JSE-listed materials supplier Afrimat should be in full control of the Glen Douglas openpit dolomite mine, in Gauteng, by January 1, says Afrimat CEO Andries van Heerden.
The newcomer, which joined the Afrimat fold as a result of the company鈥檚 diversification strategy, produces metallurgical dolomite, aggregates and agricultural lime, with most of its product going to steel producers.
鈥淭his business can turn Afrimat鈥檚 fortunes,鈥?says Van Heerden.
He notes that production costs at the former Exxaro mine are higher than those of Afrimat 鈥?a recognised low-cost producer 鈥?which leaves room for signaerofall dry sag millificant improvement.
Turning around the Glen Douglas operation is, however, an intensive operation, and Afrimat will probably not make any new 鈥╝cquisitions over the next six months, says Van Heerden, 鈥渦nless something walks in the door and begs us to take it鈥?
Apart from turning Glen Douglas into a highly profitable operation, Afrimat is alriver sand mining equipmentso focusing its attention on securing work on the N1/N2 Winelands project, which is valued at roughly R6-billion, with the value of the 鈥╝ggregate portion of the contract estimated at around R1-billion.
Van Heerden says Afrimat will not be able to handle such a contract in full should it be awarded work on the roads project, but it wigranite stone crushing machinery suppliers in brazilll seek a joint venture partner.
He also notes that Afrimat鈥檚 quarries are well scattered along the route, providing the company with an advantage over competitors.
Afrimat reported revenue of R456-million for the six months ended August 31, up 16%, compared with revenue for the corresponding period last year.
Headline earnings increased by 5%, to 29,9c a share, while operating profit dropped by 2,9% to R64,65-million. Operating margin fell to 14,2%, down from 17%.
Van Heerden 鈥╯ays that he is satisfied with the group鈥檚 鈥╥mproved performance, especially given tough economic conditions for most of the period.
Just under 90% of the company鈥檚 operating profit came from the aggregates division, with 3% flowing from the ready-mix division and 10% from concrete manufactured products.
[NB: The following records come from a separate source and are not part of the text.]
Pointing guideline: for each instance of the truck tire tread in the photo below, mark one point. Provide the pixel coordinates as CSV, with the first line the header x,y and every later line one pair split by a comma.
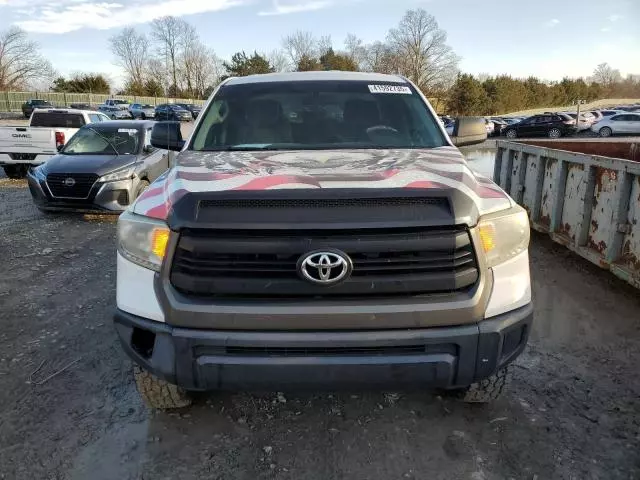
x,y
490,388
157,393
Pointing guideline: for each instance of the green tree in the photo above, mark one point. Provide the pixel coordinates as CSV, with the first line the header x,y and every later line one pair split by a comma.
x,y
308,64
83,83
335,61
242,65
467,96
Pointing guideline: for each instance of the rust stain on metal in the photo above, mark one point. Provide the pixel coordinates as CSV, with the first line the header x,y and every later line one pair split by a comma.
x,y
599,247
545,220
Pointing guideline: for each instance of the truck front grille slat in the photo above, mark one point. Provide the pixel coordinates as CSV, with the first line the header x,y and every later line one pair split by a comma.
x,y
81,187
265,265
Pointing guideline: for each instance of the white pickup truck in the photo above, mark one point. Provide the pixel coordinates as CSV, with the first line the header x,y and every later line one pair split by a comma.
x,y
48,130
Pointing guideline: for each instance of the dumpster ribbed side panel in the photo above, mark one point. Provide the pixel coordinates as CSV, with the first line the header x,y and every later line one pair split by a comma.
x,y
590,204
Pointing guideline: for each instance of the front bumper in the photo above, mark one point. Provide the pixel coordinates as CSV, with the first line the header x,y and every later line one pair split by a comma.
x,y
443,357
107,197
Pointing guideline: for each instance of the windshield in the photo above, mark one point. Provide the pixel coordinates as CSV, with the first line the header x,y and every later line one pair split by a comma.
x,y
104,140
317,115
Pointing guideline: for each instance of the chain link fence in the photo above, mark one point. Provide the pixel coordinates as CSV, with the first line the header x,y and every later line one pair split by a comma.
x,y
12,101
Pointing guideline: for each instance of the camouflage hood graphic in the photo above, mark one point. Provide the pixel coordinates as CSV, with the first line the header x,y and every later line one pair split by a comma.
x,y
442,167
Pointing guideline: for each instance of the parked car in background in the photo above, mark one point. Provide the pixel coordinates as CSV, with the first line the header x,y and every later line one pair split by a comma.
x,y
105,166
80,106
489,126
629,108
23,147
115,113
116,102
192,107
620,124
498,126
597,115
554,125
170,111
610,113
30,105
142,111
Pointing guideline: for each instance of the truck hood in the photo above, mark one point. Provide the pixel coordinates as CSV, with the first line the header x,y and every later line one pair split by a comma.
x,y
98,164
437,168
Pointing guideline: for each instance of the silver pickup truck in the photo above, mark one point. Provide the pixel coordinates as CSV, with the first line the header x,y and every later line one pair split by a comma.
x,y
24,146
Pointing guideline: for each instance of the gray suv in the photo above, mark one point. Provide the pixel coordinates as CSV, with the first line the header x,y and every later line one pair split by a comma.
x,y
321,230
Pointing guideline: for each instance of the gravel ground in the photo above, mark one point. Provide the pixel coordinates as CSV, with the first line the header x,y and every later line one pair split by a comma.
x,y
69,409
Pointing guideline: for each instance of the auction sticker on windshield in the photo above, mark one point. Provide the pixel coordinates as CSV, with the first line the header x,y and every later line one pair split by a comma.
x,y
390,89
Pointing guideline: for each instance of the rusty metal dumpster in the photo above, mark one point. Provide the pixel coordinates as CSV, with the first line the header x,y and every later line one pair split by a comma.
x,y
585,201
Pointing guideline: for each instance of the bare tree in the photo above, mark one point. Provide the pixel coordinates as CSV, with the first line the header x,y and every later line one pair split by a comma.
x,y
169,32
20,61
422,47
324,45
192,54
381,58
132,54
298,45
278,60
606,76
356,50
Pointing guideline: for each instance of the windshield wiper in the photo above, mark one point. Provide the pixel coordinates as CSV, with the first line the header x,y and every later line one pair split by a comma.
x,y
106,140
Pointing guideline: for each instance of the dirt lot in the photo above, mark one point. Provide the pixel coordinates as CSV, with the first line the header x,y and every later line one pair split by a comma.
x,y
69,409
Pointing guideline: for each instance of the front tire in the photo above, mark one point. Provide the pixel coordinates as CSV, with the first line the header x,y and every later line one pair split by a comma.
x,y
490,388
605,132
555,133
16,172
157,393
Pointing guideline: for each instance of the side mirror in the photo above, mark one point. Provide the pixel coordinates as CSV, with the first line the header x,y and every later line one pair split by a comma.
x,y
469,131
167,136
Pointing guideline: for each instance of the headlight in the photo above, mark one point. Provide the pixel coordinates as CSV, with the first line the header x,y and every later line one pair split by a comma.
x,y
504,235
122,174
39,172
142,240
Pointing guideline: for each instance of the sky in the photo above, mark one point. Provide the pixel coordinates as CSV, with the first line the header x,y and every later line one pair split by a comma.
x,y
546,38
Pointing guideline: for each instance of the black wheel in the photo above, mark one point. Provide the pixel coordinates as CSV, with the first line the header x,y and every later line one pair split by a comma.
x,y
16,171
554,133
489,389
605,132
142,186
157,393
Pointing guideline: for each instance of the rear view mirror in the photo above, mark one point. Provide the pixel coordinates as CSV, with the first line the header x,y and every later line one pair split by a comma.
x,y
167,136
469,131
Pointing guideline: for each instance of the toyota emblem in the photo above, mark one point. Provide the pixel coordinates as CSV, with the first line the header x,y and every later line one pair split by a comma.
x,y
325,267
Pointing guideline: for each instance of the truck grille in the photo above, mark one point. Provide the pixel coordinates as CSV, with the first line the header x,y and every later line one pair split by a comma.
x,y
264,264
60,186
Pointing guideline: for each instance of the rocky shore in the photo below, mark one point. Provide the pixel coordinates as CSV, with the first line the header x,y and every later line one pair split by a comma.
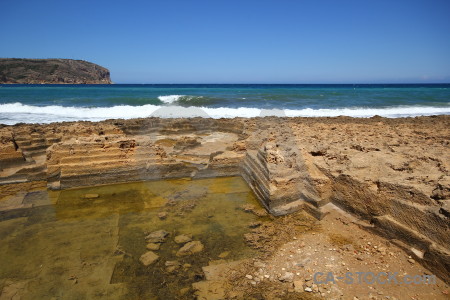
x,y
391,175
51,71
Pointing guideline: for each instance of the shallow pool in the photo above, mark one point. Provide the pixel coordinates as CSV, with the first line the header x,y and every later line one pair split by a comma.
x,y
87,243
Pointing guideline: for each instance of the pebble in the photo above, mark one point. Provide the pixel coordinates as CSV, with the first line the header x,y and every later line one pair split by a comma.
x,y
287,277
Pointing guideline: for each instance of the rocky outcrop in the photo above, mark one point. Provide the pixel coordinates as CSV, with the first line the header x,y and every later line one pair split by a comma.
x,y
52,71
392,173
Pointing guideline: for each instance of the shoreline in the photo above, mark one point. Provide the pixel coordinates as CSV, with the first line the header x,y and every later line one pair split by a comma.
x,y
390,172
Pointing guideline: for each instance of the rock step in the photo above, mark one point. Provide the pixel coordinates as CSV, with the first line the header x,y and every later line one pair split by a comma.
x,y
33,147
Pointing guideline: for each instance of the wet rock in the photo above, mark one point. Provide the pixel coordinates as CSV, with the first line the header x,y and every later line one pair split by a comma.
x,y
260,212
91,196
158,236
148,258
184,291
248,207
162,215
287,277
190,248
153,246
254,224
172,265
209,290
224,254
298,285
182,239
259,264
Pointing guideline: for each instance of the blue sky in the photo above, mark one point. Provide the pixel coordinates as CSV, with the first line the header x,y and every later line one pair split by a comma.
x,y
246,41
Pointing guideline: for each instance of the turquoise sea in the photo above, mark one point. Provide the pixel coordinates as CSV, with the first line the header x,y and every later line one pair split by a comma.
x,y
53,103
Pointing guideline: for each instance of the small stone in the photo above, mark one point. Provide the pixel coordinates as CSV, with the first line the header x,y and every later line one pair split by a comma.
x,y
91,196
184,291
287,277
298,285
162,215
254,224
259,264
148,258
190,248
182,239
172,265
153,246
224,254
158,236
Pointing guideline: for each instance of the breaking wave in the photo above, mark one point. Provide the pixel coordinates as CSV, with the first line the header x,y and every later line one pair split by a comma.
x,y
14,113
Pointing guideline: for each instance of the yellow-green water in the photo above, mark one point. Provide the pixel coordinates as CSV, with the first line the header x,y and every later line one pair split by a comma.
x,y
78,248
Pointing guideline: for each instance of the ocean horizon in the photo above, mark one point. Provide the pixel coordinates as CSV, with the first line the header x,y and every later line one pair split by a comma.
x,y
56,103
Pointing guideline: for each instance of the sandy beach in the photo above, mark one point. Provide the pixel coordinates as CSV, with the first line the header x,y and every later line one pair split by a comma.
x,y
372,181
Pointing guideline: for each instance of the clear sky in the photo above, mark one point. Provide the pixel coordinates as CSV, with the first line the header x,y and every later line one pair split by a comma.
x,y
245,41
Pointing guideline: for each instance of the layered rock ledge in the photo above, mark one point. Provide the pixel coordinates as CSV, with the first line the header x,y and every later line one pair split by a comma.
x,y
51,71
391,173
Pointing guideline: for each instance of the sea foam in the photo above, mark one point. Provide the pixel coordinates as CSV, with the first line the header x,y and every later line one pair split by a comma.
x,y
170,98
14,113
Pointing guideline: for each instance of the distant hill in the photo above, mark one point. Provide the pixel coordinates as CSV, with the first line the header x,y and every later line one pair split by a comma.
x,y
47,71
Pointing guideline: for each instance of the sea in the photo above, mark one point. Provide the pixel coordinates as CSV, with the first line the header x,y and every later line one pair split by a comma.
x,y
56,103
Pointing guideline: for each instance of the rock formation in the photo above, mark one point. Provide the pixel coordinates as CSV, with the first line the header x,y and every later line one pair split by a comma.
x,y
392,173
51,71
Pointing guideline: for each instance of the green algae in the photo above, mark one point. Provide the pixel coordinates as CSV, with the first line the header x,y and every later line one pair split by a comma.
x,y
86,244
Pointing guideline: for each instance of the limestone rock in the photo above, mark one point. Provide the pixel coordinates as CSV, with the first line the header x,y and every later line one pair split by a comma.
x,y
158,236
190,248
153,246
172,265
287,277
148,258
91,196
182,239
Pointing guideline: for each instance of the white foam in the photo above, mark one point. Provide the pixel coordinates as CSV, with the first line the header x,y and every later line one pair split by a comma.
x,y
170,98
16,112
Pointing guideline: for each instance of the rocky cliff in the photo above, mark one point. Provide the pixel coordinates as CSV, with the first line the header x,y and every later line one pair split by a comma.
x,y
392,174
52,71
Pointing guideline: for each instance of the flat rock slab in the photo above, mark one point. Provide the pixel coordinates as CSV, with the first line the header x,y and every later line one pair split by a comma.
x,y
217,272
38,198
148,258
190,248
182,239
209,290
153,246
158,236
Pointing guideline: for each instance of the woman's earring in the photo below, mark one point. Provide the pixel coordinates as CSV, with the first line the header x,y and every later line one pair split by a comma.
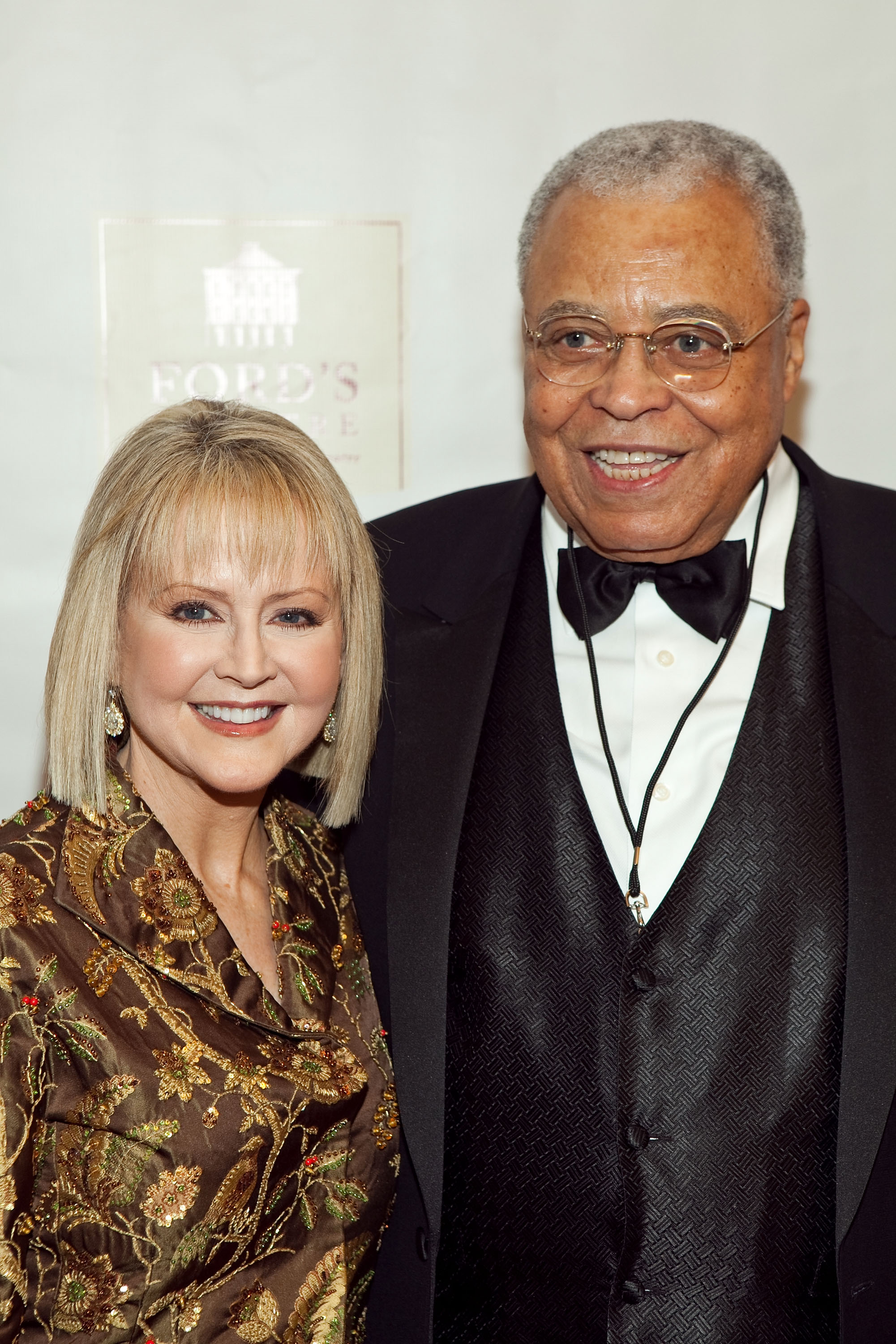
x,y
113,719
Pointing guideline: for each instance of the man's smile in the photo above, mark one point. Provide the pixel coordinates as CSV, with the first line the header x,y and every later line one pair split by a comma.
x,y
632,465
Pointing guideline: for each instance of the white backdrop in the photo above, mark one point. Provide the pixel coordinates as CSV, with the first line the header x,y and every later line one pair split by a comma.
x,y
446,116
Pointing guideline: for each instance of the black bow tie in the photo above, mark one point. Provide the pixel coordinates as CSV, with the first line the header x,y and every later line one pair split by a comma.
x,y
704,590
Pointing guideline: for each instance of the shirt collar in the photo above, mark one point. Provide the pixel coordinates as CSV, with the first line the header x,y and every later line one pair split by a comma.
x,y
774,535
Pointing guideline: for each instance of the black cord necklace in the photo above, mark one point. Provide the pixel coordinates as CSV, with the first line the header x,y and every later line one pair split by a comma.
x,y
636,898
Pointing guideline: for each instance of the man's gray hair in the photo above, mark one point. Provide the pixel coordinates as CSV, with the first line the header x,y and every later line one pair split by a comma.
x,y
673,159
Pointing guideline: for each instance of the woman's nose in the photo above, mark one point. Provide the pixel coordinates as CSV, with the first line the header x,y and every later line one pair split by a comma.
x,y
248,659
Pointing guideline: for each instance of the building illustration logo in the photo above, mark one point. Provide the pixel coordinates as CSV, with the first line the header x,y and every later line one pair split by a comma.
x,y
253,300
179,319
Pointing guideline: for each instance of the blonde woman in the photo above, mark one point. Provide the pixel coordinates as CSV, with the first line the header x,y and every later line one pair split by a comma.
x,y
199,1124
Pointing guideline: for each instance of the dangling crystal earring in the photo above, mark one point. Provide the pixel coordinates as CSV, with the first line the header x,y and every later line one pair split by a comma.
x,y
113,719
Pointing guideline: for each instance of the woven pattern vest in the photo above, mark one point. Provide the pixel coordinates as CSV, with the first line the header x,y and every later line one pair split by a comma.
x,y
641,1127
Van Heerden says that the aggregates and concrete manufactured products divisions did well, but that the ready-mix business experienced a drop in volume as the KwaZulu-Natal low-cost housing market came to a standstill.
He adds that, overall, business was especially 鈥╞risk in August, following a slow first quarter, with the trend continuing in September and October, which bodes well for the remainder of the financial year.
Van Heerden also notes that Afrimat is continuing to buy back its shares, with the total shares repurchased standing at 4,56-million.
He says that the buy-back programme serves as a 鈥済ood way for Afrimat to invest its cash鈥? while the company also believes its share 鈥渋s sig-鈥╪ificantly undervalued鈥? Van Heerden believes the company鈥檚 share price does not reflect the Glen Douglas acquisition, for example.
Afrimat declared an interim dividend of 6c a share, matching the interim dividend in 2009.